Une fois désigné, l’employé à haut potentiel développe ses compétences à la vitesse grand V. «C’est comme s’il roulait maintenant sur une autoroute plutôt que sur un boulevard ou une rue, illustre Olivier Doucet. Du jour au lendemain, il se fait donner de gros mandats.»

Chez Novartis Pharma Canada, ceux qui veulent atteindre des postes de haute direction et qui en ont les capacités bénéficient de programmes de développement plus poussés, confirme Caroline Barth, vice-présidente des ressources humaines. «Nous avons aussi un programme de mentorat où chaque année les membres de la haute direction encadrent deux ou trois employés prometteurs.»

Sans programme de gestion de la relève ou de talents, un employé à haut potentiel arriverait probablement au sommet, mais moins vite, note Camille Thibodeau. «Ce que permet un tel programme, c’est de ne pas laisser filer un talent supérieur.»

Dommages collatéraux?

Dans un contexte où l’excellence est valorisée, les employés qui font simplement bien leur job peuvent-ils se démotiver? Voir leur progression de carrière stagner?

Non, se défend Hélène Letarte, directrice, Planification de la relève et recrutement exécutif à Banque Nationale Groupe financier : «Notre programme de gestion de la performance prévoit un plan de développement de carrière pour tous nos employés. Ce sont les stratégies de développement pour chacun qui diffèrent.»

Les employés dans la moyenne doivent disposer des mêmes outils que les plus performants pour atteindre leurs objectifs.

«Tous nos employés bénéficient de salaires compétitifs, de primes annuelles et de formation», décrit pour sa part Caroline Barth.

Pour ne pas qu’il y ait de sentiment d’injustice, croit Renée Belleville, les employés dans la moyenne doivent disposer des mêmes outils que les plus performants pour atteindre leurs objectifs. Et il faut que les objectifs soient clairs pour tous. L’employeur doit aussi pouvoir justifier objectivement ses choix. Et chacun doit sentir qu’il est écouté, respecté, rétribué et récompensé à sa juste valeur.

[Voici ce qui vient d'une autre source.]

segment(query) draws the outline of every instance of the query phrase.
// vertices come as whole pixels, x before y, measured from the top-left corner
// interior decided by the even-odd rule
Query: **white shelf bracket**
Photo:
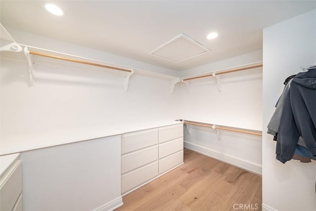
[[[216,130],[216,131],[217,132],[217,139],[218,140],[221,140],[221,132],[220,130],[218,129],[216,129],[216,126],[215,126],[215,125],[213,125],[213,126],[212,126],[212,128]]]
[[[186,126],[187,127],[187,131],[188,132],[188,134],[190,134],[190,125],[188,125],[188,124],[185,124],[185,126]]]
[[[30,51],[27,47],[24,47],[24,55],[26,56],[26,59],[28,60],[28,63],[29,64],[29,76],[30,77],[30,83],[32,86],[35,85],[34,82],[34,70],[33,70],[33,67],[32,66],[33,62],[31,59],[31,55],[30,55]]]
[[[174,87],[176,84],[180,82],[181,80],[179,78],[172,79],[170,81],[170,93],[172,94],[174,90]]]
[[[220,80],[220,78],[216,76],[215,72],[213,72],[212,74],[212,76],[214,77],[215,79],[216,79],[216,81],[217,81],[217,87],[218,88],[218,91],[221,92],[221,81]]]
[[[22,47],[15,42],[8,42],[1,39],[1,46],[0,48],[0,51],[22,51]]]
[[[124,79],[124,91],[127,91],[128,88],[128,84],[129,84],[129,77],[133,75],[135,71],[133,69],[132,69],[132,71],[130,73],[126,73],[125,76],[125,79]]]
[[[183,79],[182,79],[181,81],[186,84],[186,86],[187,86],[187,91],[188,91],[188,93],[190,93],[190,84],[191,83],[189,82],[185,82],[183,81]]]

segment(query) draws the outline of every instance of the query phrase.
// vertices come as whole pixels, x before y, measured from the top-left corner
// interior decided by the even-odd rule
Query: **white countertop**
[[[20,153],[15,153],[0,156],[0,177],[19,155]]]
[[[1,139],[5,141],[0,143],[0,155],[16,153],[179,124],[182,124],[182,122],[172,120],[134,125],[121,125],[119,127],[108,125],[82,128],[67,128],[64,130],[52,131],[49,134],[26,134],[20,136],[2,137]]]

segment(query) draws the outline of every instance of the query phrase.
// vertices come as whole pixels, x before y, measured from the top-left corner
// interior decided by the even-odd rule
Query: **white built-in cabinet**
[[[183,124],[123,134],[121,159],[125,195],[183,163]]]
[[[20,153],[0,156],[0,211],[22,211],[22,164]]]

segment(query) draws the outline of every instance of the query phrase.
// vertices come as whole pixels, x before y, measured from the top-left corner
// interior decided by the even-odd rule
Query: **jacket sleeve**
[[[292,159],[300,136],[291,106],[289,94],[285,99],[276,141],[276,159],[285,163]]]

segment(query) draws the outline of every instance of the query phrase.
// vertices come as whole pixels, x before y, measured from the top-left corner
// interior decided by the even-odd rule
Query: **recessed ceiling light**
[[[218,34],[216,33],[216,32],[212,32],[207,35],[206,39],[207,40],[213,40],[216,38],[217,36],[218,36]]]
[[[49,12],[59,16],[64,15],[64,11],[58,6],[52,3],[45,4],[45,8]]]

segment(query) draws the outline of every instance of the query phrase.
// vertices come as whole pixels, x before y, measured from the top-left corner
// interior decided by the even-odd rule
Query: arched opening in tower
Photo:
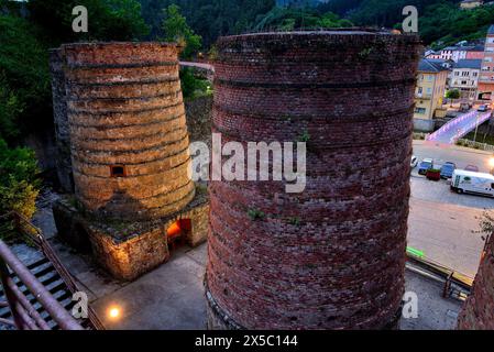
[[[175,251],[177,248],[184,245],[191,230],[193,223],[190,219],[179,219],[172,223],[166,230],[168,250]]]

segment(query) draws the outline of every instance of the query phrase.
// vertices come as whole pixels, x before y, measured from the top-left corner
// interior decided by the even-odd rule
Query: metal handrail
[[[20,213],[17,212],[9,212],[7,215],[0,216],[0,220],[13,220],[14,227],[18,229],[18,231],[28,237],[28,239],[43,252],[43,254],[46,256],[46,258],[52,263],[55,271],[61,275],[63,282],[67,286],[67,288],[70,290],[72,294],[75,294],[77,292],[80,292],[79,285],[74,280],[72,274],[65,268],[65,266],[59,261],[58,256],[55,254],[52,246],[48,244],[48,242],[45,240],[43,232],[41,229],[36,228],[31,221],[29,221],[25,217],[23,217]],[[1,302],[0,302],[1,304]],[[15,320],[15,316],[14,320]],[[105,330],[105,326],[101,323],[99,318],[97,317],[96,312],[91,307],[88,307],[88,318],[90,321],[90,324],[94,329],[97,330]],[[8,321],[3,321],[4,323],[9,323]]]
[[[25,217],[23,217],[20,213],[14,212],[11,216],[14,217],[15,223],[18,226],[18,229],[20,229],[20,231],[22,231],[21,229],[30,229],[30,231],[23,233],[30,237],[30,239],[36,243],[36,245],[40,248],[43,254],[50,260],[50,262],[53,264],[57,273],[61,275],[62,279],[64,280],[67,288],[70,290],[70,293],[75,294],[77,292],[83,290],[79,287],[79,285],[74,280],[72,274],[62,264],[61,260],[55,254],[53,248],[45,240],[41,229],[36,228],[33,223],[31,223],[31,221],[29,221]],[[105,326],[99,320],[98,316],[96,315],[95,310],[91,307],[88,307],[88,318],[96,330],[105,330]]]
[[[0,240],[0,276],[15,326],[22,330],[48,330],[50,327],[20,292],[13,282],[10,271],[14,273],[37,299],[54,321],[64,330],[83,330],[83,327],[52,296],[28,267],[12,253],[9,246]]]

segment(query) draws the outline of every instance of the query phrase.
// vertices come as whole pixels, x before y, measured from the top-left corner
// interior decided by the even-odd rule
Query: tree
[[[187,20],[182,15],[178,6],[171,4],[164,11],[163,31],[165,32],[165,41],[183,45],[182,57],[190,58],[200,50],[202,38],[200,35],[195,34],[187,24]]]
[[[73,9],[88,10],[88,33],[72,30]],[[136,0],[30,0],[30,20],[46,31],[51,45],[74,41],[132,41],[150,32]]]
[[[47,47],[28,20],[0,15],[0,138],[13,142],[52,121]]]

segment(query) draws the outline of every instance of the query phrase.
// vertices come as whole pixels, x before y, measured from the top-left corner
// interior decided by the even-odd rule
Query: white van
[[[451,177],[451,190],[494,197],[494,176],[455,169]]]

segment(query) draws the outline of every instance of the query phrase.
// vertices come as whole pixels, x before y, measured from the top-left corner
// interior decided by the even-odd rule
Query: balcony
[[[432,95],[426,92],[416,92],[415,99],[430,100],[432,99]]]

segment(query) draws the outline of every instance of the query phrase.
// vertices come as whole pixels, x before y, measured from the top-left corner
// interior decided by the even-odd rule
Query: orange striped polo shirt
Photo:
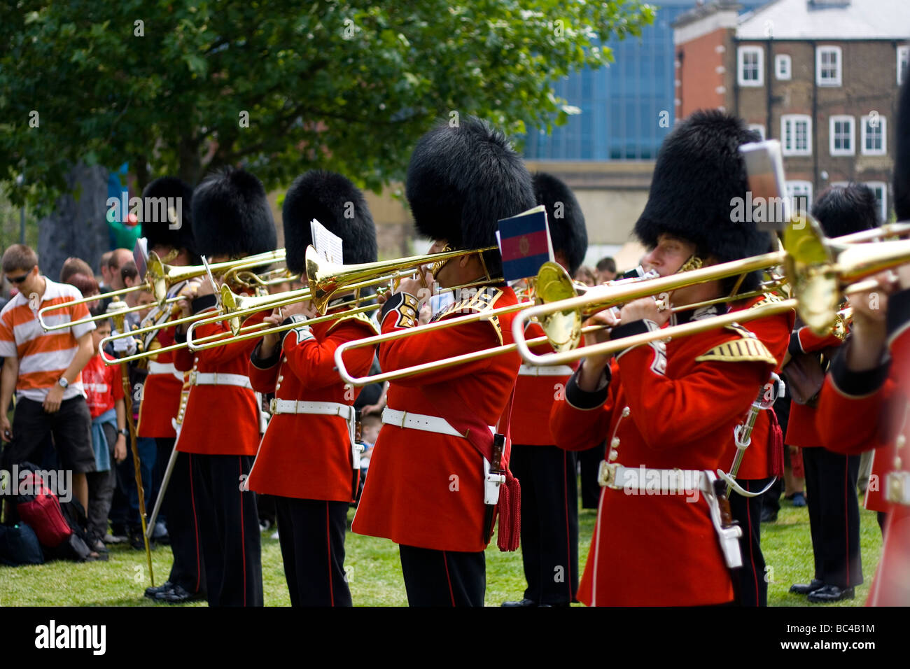
[[[68,283],[57,283],[45,277],[47,286],[40,300],[19,293],[0,311],[0,357],[18,358],[19,377],[15,381],[16,398],[44,401],[47,391],[69,367],[78,350],[76,340],[95,329],[95,323],[46,332],[38,322],[37,311],[44,307],[79,299],[78,289]],[[38,304],[40,301],[40,304]],[[33,309],[33,307],[35,309]],[[51,311],[44,317],[47,325],[68,323],[87,317],[83,304]],[[64,390],[63,399],[86,396],[82,373]]]

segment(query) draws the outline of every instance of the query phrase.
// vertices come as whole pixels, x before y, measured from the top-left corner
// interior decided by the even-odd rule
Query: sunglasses
[[[7,276],[6,277],[6,280],[9,281],[10,283],[18,285],[18,284],[22,283],[23,281],[25,281],[26,279],[28,279],[28,277],[32,273],[32,269],[34,269],[35,268],[32,268],[27,272],[25,272],[25,274],[23,274],[21,277],[10,277],[10,276]]]

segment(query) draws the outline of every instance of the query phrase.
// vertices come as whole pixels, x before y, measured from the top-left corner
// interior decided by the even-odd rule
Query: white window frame
[[[859,151],[864,156],[887,156],[888,155],[888,119],[885,117],[879,116],[878,118],[878,128],[882,131],[882,147],[879,148],[870,148],[865,147],[865,137],[868,132],[866,123],[868,122],[870,117],[864,116],[860,117],[860,142],[859,142]]]
[[[872,188],[873,193],[875,192],[875,188],[882,189],[882,201],[878,208],[878,221],[879,223],[884,223],[887,220],[886,216],[888,213],[888,184],[885,181],[865,181],[864,183]]]
[[[806,208],[805,211],[809,211],[812,208],[813,199],[812,199],[812,181],[787,181],[786,182],[786,191],[787,198],[790,198],[790,210],[796,214],[799,209],[796,208],[796,196],[805,196]],[[801,192],[796,192],[799,189]]]
[[[743,78],[743,56],[746,54],[755,54],[758,56],[756,66],[758,67],[758,78]],[[762,46],[740,46],[736,49],[736,83],[742,86],[759,88],[764,86],[764,49]]]
[[[834,147],[834,124],[850,123],[850,147]],[[856,119],[848,114],[835,114],[828,118],[828,150],[832,156],[855,156],[856,155]]]
[[[832,79],[823,79],[822,78],[822,55],[825,53],[833,53],[837,55],[837,71],[835,76]],[[834,46],[832,45],[827,45],[824,46],[815,47],[815,83],[818,86],[841,86],[841,82],[844,79],[844,52],[841,50],[840,46]]]
[[[781,65],[785,63],[786,72],[781,72]],[[793,78],[793,58],[788,54],[777,54],[774,56],[774,77],[780,81],[790,81]]]
[[[795,139],[795,127],[797,122],[804,122],[805,143],[804,149],[787,147],[787,123],[794,124],[794,139]],[[784,114],[781,117],[781,149],[784,156],[812,156],[812,117],[807,114]]]

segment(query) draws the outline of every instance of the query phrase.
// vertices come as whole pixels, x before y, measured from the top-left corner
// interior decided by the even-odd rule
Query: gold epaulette
[[[454,302],[449,305],[444,309],[436,314],[432,320],[440,320],[451,314],[456,314],[463,316],[470,313],[480,313],[482,314],[484,311],[491,311],[496,309],[496,301],[502,297],[503,292],[498,288],[492,288],[490,286],[485,286],[482,289],[479,289],[476,291],[470,289],[465,289],[462,292],[470,292],[470,296]],[[496,337],[500,340],[500,345],[502,345],[502,328],[500,325],[499,316],[490,316],[487,319],[481,319],[481,320],[486,320],[491,326],[493,326],[493,330],[496,332]]]
[[[741,325],[727,326],[739,334],[740,339],[724,341],[695,359],[697,362],[767,362],[777,366],[777,360],[754,334]]]
[[[376,327],[376,323],[374,323],[373,319],[369,316],[367,316],[367,314],[365,314],[363,311],[358,311],[355,314],[342,316],[340,319],[338,319],[330,326],[329,326],[329,331],[331,332],[333,329],[335,329],[335,328],[339,326],[339,323],[341,323],[344,320],[350,320],[351,319],[353,319],[354,320],[358,320],[363,323],[364,325],[369,326],[369,329],[373,330],[374,333],[376,334],[379,333],[379,329]]]

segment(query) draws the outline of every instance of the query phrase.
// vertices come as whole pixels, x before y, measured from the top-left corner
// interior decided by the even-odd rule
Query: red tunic
[[[529,340],[543,335],[543,329],[537,323],[528,323],[525,337]],[[534,353],[542,355],[552,351],[552,347],[543,344],[532,347]],[[534,367],[522,364],[515,381],[515,403],[511,415],[512,443],[532,446],[551,446],[556,443],[550,433],[550,410],[556,398],[565,393],[566,382],[571,376],[572,367]],[[558,373],[557,373],[558,372]]]
[[[900,293],[898,293],[900,295]],[[910,472],[910,331],[891,327],[891,369],[887,379],[868,381],[869,374],[846,371],[841,357],[832,363],[819,395],[816,428],[831,451],[854,455],[875,449],[878,486],[885,486],[885,476],[895,471],[899,456],[900,469]],[[904,306],[906,306],[906,299]],[[883,370],[879,370],[883,371]],[[866,381],[857,382],[865,376]],[[883,374],[884,376],[884,374]],[[902,445],[898,448],[898,443]],[[872,487],[874,480],[870,479]],[[884,502],[884,501],[883,501]],[[880,502],[880,503],[883,503]],[[866,604],[870,606],[910,605],[910,505],[892,503],[885,526],[885,542],[875,578]]]
[[[792,352],[814,353],[832,346],[840,346],[844,340],[834,334],[819,337],[808,326],[800,328],[793,335]],[[784,442],[800,448],[828,448],[828,443],[815,429],[816,407],[809,404],[790,402],[790,422]]]
[[[511,288],[487,290],[497,291],[494,309],[518,303]],[[460,305],[450,307],[441,318],[465,315],[464,310],[453,312]],[[379,346],[379,366],[390,371],[510,344],[511,320],[512,314],[506,314],[385,342]],[[408,327],[413,320],[398,309],[385,313],[383,332]],[[389,407],[430,416],[463,411],[496,425],[520,364],[519,354],[511,352],[399,379],[389,383]],[[461,401],[434,406],[424,395],[427,384],[454,390]],[[351,529],[418,548],[476,552],[486,548],[484,508],[483,459],[466,439],[384,424]]]
[[[260,311],[246,320],[261,322],[268,312]],[[215,311],[212,311],[215,314]],[[194,330],[194,338],[229,331],[227,325],[209,323]],[[200,373],[218,372],[247,377],[249,354],[257,340],[236,341],[205,350],[175,351],[177,370]],[[177,451],[207,455],[256,455],[259,443],[259,402],[251,388],[235,385],[193,385],[187,402]]]
[[[775,360],[754,340],[749,355],[696,359],[744,339],[723,329],[673,340],[665,348],[627,350],[613,362],[602,404],[571,380],[566,401],[555,402],[551,414],[557,445],[582,451],[610,437],[612,444],[619,440],[613,461],[626,467],[725,469],[733,428]],[[580,408],[585,398],[592,408]],[[619,606],[732,601],[730,572],[706,501],[701,494],[687,502],[682,494],[603,488],[578,598],[588,605]]]
[[[152,348],[165,348],[174,343],[174,329],[158,330]],[[180,410],[180,390],[184,373],[174,367],[174,351],[157,353],[148,358],[148,376],[142,386],[139,405],[139,437],[173,439],[177,436],[171,420]]]
[[[359,388],[347,386],[335,368],[335,350],[346,341],[376,334],[366,317],[317,323],[315,339],[298,341],[290,330],[280,360],[262,369],[249,361],[249,380],[259,392],[278,400],[324,401],[352,406]],[[369,371],[376,347],[355,349],[345,357],[355,376]],[[339,416],[277,413],[259,444],[249,472],[251,491],[282,497],[352,502],[350,437]]]
[[[754,309],[763,304],[779,300],[780,298],[768,295],[753,298],[744,303],[734,305],[731,311]],[[790,311],[788,313],[769,316],[765,319],[750,320],[746,324],[749,330],[764,344],[768,350],[771,351],[771,355],[777,360],[777,367],[774,369],[774,371],[778,374],[781,372],[781,363],[784,361],[784,356],[787,352],[787,345],[790,343],[790,332],[794,329],[795,319],[796,313]],[[768,383],[770,377],[768,380],[765,380],[765,383]],[[763,388],[763,384],[755,389],[756,398]],[[767,409],[762,411],[756,417],[755,425],[752,429],[752,441],[743,455],[743,461],[740,463],[739,471],[736,472],[737,479],[755,481],[757,479],[767,479],[771,476],[771,417],[768,415],[768,412],[772,411],[774,410]],[[736,441],[733,436],[731,436],[727,452],[723,457],[724,460],[722,460],[722,462],[725,462],[725,464],[722,464],[721,466],[724,471],[729,471],[733,459],[736,457]]]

N’empêche, lorsque l’entreprise ne tient compte que des objectifs, sans égard à la façon dont l’employé s’y est pris pour les atteindre, cela peut mener à une concurrence malsaine, dit Camille Thibodeau. «La collaboration entre collègues, par exemple, devrait faire partie des critères de performance.»

Mais on aura beau faire, il y aura toujours des gens qui se sentiront traités injustement. «Certains employés peuvent avoir le sentiment qu’ils ont un haut potentiel et ne comprendront pas pourquoi un collègue a été choisi à leur place, explique Olivier Doucet. Ils peuvent s’en trouver frustrés.» Ils se consoleront peut-être en réalisant que connaître ses limites est une autre façon d’atteindre le bonheur professionnel.